Por: Fernando Araújo Vélez

Había que esconderlo

Aquellos casetes pasaban de mano en mano, cada vez más gastados, más usados. Las cintas se transparentaban y se revolvían hasta que no quedaba casi nada de grabación.

Lo que alguna vez habían sido las voces de Silvio Rodríguez, de Pablo Milanés, Santiago Feliú o Noel Nicola, se transformaban en chiflidos con guitarras que parecían cítaras desafinadas o quejidos de pajaritos. Los 60 minutos originales disminuían a 40, a 20, a 5, hasta que acababan en un baúl olvidado, uno encima del otro, cada uno con sus miles de historias. Historias de amor, tal vez. Historias de represión, de euforia, de anhelada libertad, de sepultada libertad.

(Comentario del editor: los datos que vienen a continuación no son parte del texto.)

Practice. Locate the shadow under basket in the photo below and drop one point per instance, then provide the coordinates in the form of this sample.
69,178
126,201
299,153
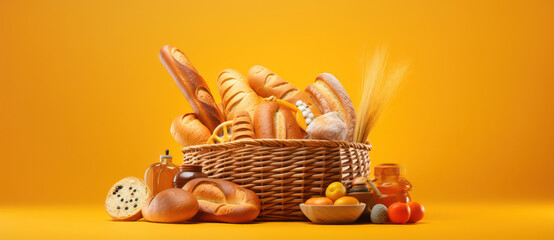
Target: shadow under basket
283,173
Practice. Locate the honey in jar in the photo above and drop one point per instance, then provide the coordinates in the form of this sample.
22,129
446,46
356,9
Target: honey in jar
393,187
159,176
187,173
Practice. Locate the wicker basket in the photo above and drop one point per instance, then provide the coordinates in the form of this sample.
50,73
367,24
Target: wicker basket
283,173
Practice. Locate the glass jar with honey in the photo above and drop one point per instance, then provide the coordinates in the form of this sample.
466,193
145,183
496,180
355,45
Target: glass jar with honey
159,176
187,173
393,187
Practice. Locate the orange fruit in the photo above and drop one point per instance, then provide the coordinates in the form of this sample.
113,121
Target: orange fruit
416,211
347,201
399,213
319,201
335,191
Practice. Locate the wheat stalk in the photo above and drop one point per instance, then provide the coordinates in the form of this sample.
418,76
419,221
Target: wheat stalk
379,85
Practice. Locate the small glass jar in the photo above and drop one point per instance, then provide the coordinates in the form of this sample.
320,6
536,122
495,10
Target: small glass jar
392,186
187,173
159,175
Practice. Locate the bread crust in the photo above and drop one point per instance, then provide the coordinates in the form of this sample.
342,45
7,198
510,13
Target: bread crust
330,96
172,205
266,83
272,121
188,130
223,201
192,85
329,126
236,94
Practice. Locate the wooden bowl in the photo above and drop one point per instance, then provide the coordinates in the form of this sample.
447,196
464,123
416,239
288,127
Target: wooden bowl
332,214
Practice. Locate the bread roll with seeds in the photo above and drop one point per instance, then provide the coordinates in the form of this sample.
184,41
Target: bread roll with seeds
266,83
330,96
242,127
236,94
126,198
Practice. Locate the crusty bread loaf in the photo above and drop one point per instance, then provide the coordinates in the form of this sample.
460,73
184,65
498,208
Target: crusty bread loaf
223,201
329,126
242,127
273,121
330,96
126,198
236,94
192,85
266,83
172,205
188,130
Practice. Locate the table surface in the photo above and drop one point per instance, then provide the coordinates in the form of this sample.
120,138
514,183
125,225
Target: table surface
442,221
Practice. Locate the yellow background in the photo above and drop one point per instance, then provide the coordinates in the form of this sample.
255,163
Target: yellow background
85,100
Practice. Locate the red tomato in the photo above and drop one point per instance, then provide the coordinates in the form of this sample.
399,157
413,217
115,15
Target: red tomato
416,211
399,213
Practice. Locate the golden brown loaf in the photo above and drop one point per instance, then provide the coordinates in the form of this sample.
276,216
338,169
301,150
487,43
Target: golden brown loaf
192,85
242,127
273,121
223,201
236,94
126,198
266,83
172,205
329,126
188,130
330,96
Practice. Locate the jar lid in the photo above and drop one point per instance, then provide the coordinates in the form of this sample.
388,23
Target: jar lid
166,156
387,169
191,167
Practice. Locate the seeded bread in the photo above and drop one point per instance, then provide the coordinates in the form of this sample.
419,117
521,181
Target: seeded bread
126,198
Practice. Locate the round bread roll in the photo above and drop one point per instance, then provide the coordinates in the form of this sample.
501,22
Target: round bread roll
223,201
188,130
126,198
172,205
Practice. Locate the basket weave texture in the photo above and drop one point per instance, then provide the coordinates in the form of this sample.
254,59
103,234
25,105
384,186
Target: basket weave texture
283,173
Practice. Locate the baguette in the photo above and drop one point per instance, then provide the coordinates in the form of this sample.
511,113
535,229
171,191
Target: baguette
266,83
236,94
188,130
223,201
242,127
272,121
192,85
329,94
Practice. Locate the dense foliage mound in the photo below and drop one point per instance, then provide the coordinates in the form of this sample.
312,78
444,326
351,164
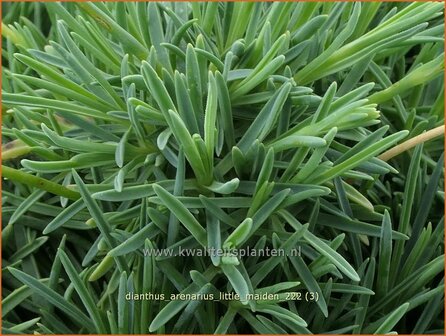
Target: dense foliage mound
130,127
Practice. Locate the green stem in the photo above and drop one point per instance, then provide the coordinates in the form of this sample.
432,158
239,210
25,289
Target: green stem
38,182
408,144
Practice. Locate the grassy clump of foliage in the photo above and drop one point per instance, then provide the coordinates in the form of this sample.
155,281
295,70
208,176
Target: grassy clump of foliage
158,125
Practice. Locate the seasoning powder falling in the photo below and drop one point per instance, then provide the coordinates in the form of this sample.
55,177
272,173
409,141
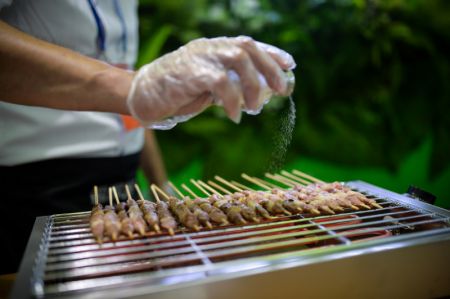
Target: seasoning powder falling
282,137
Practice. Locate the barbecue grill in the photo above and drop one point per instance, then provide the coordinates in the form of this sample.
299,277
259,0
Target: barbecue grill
399,250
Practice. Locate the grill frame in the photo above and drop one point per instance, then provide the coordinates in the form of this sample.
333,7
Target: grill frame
229,274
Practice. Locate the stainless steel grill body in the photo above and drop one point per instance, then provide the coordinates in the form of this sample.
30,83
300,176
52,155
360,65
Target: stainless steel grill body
401,250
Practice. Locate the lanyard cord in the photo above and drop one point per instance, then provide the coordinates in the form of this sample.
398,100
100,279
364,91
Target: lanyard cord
124,36
101,33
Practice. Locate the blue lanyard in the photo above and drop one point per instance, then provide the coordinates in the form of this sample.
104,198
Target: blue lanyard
101,33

El primero llegó vía La Habana, o por lo menos el primero que Vicente escuchó. Ojalá, La canción del elegido, Óleo de mujer con sombrero, La familia, la propiedad privada y el amor. La voz aguda de Silvio Rodríguez, tan aguda que en las universidades y en los bares se discutía si era hombre o mujer. De cualquier forma, era distinto. Diferente a todo lo que sonaba por aquellos tiempos. Había fusiles, había disparos de nieve, había muchachas de casas decentes que no podían salir por lo que dijeran de ellas el domingo en la misa. Había cobardías que eran asunto de los hombres, no de los amantes, y había luces cegadoras.

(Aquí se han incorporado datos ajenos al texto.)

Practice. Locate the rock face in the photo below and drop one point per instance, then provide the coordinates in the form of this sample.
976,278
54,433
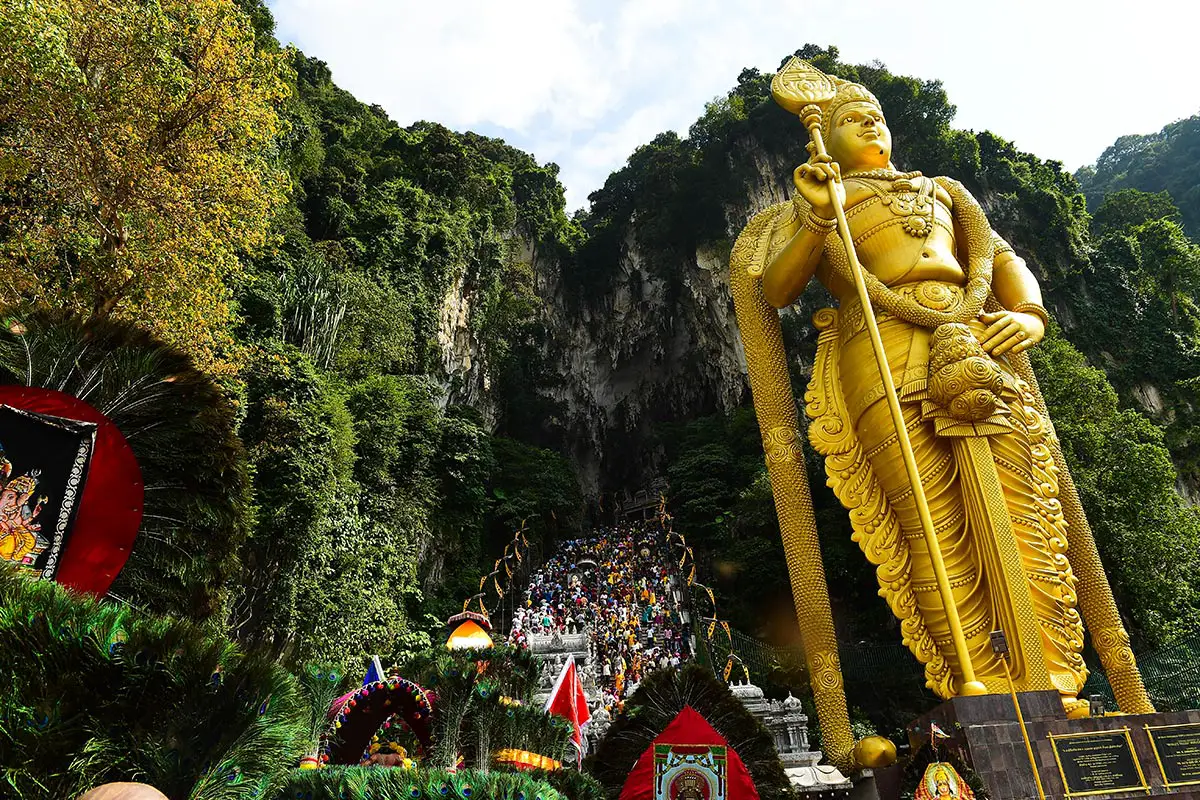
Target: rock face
640,356
649,349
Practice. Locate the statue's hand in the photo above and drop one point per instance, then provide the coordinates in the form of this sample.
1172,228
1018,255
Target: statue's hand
813,181
1011,331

Era distinto y había que esconderlo cuando la policía hacía sus requisas de rigor y arbitrariedad en la Colombia no tan vieja de Turbay y compañía, en la Colombia del estatuto de seguridad. Había que esconderlo porque cantaba de revoluciones, porque decía Cuba y pronunciaba Che. Sus discos no llegaban a los estantes románticos de las disqueras de aquellos años, y menos, a las emisoras de radio. Su imagen era una incógnita, una especie de mito. Para algunos era un mechudo de barba larga. Para otros, un lampiño con rostro de funcionario. Pocos sabían que se había ido a Angola con un fusil a hacer la guerra contra el imperialismo unos años antes, en el 76, y que durante dos años vivió en un barco para conocer a los pescadores en su mundo. Se decía que había hecho parte de la Revolución cubana. Se decía que viajaba por América a hacer más revoluciones. Se decían muchas cosas. Por eso había que esconderlo.